Conversion simultanée ou non-simultanée des terres et du troupeau ? Quel que soit le choix, il convient d’être prêt à changer sa façon de travailler. Car les contraintes fixées par le cahier des charges de l’agriculture biologique mettent les capacités d’adaptation des éleveurs à l’épreuve. « En bio, on expérimente beaucoup, et on essuie parfois des échecs, observe Isabelle Pailler, conseillère lait bio à la chambre d’agriculture de Bretagne. Il faut toujours avoir un plan B, notamment pour sécuriser les ressources fourragères. »

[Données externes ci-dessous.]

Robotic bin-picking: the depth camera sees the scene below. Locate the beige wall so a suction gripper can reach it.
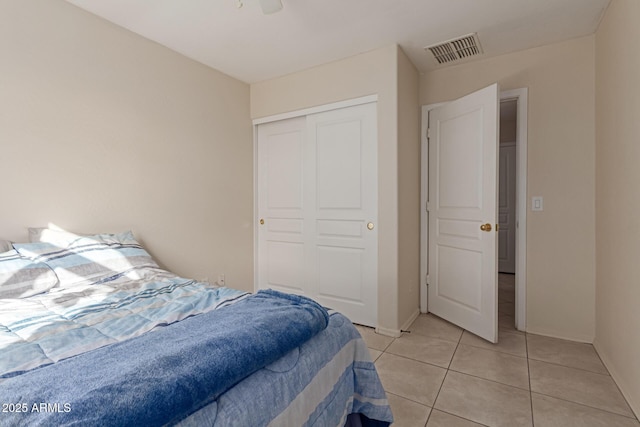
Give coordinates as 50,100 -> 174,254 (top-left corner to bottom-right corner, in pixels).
398,49 -> 421,329
420,36 -> 595,342
594,0 -> 640,414
251,46 -> 419,332
0,0 -> 253,290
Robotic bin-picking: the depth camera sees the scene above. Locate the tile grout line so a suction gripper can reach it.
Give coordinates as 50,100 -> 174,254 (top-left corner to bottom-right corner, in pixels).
524,332 -> 536,427
531,391 -> 637,421
425,330 -> 464,426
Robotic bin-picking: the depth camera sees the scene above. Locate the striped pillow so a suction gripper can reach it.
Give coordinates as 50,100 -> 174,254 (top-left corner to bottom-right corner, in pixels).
0,240 -> 13,254
0,249 -> 58,298
14,231 -> 158,288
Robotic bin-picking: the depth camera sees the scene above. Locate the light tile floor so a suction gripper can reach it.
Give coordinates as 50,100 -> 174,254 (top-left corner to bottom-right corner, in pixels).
358,274 -> 640,427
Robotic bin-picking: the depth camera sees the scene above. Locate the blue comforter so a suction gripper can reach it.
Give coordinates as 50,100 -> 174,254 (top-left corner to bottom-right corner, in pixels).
0,291 -> 329,426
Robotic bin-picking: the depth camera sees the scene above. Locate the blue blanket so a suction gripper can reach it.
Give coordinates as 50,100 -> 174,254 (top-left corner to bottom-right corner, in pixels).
0,291 -> 329,426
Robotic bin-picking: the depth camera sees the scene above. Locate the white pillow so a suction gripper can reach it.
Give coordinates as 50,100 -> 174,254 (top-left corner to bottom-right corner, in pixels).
0,239 -> 13,254
0,249 -> 58,298
14,229 -> 158,288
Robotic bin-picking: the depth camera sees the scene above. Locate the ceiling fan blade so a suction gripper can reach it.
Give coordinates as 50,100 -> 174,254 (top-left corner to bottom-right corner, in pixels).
260,0 -> 282,15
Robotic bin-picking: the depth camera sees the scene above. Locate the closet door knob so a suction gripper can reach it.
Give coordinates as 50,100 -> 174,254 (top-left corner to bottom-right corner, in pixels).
480,223 -> 491,231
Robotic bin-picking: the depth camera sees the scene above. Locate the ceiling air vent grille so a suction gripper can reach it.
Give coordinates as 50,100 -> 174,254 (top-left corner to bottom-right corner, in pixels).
425,33 -> 482,64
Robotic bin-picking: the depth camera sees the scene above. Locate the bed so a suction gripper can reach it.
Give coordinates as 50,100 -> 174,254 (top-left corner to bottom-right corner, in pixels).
0,229 -> 393,427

Sur le plan financier, « l’exploitation doit au départ présenter une situation saine, prévient Thierry Mouchard, conseiller d’élevage à l’Institut technique de l’agriculture biologique (Itab). Pendant la conversion, elle devra respecter le cahier des charges de l’agriculture biologique, sans pour autant en bénéficier du prix à la production. »

Simultanée

Principe. Les terres et le troupeau sont conduits dans le respect du cahier des charges bio pendant deux ans à compter de la date de conversion. Au terme de cette période, les productions animales et végétales sont commercialisées en agriculture biologique.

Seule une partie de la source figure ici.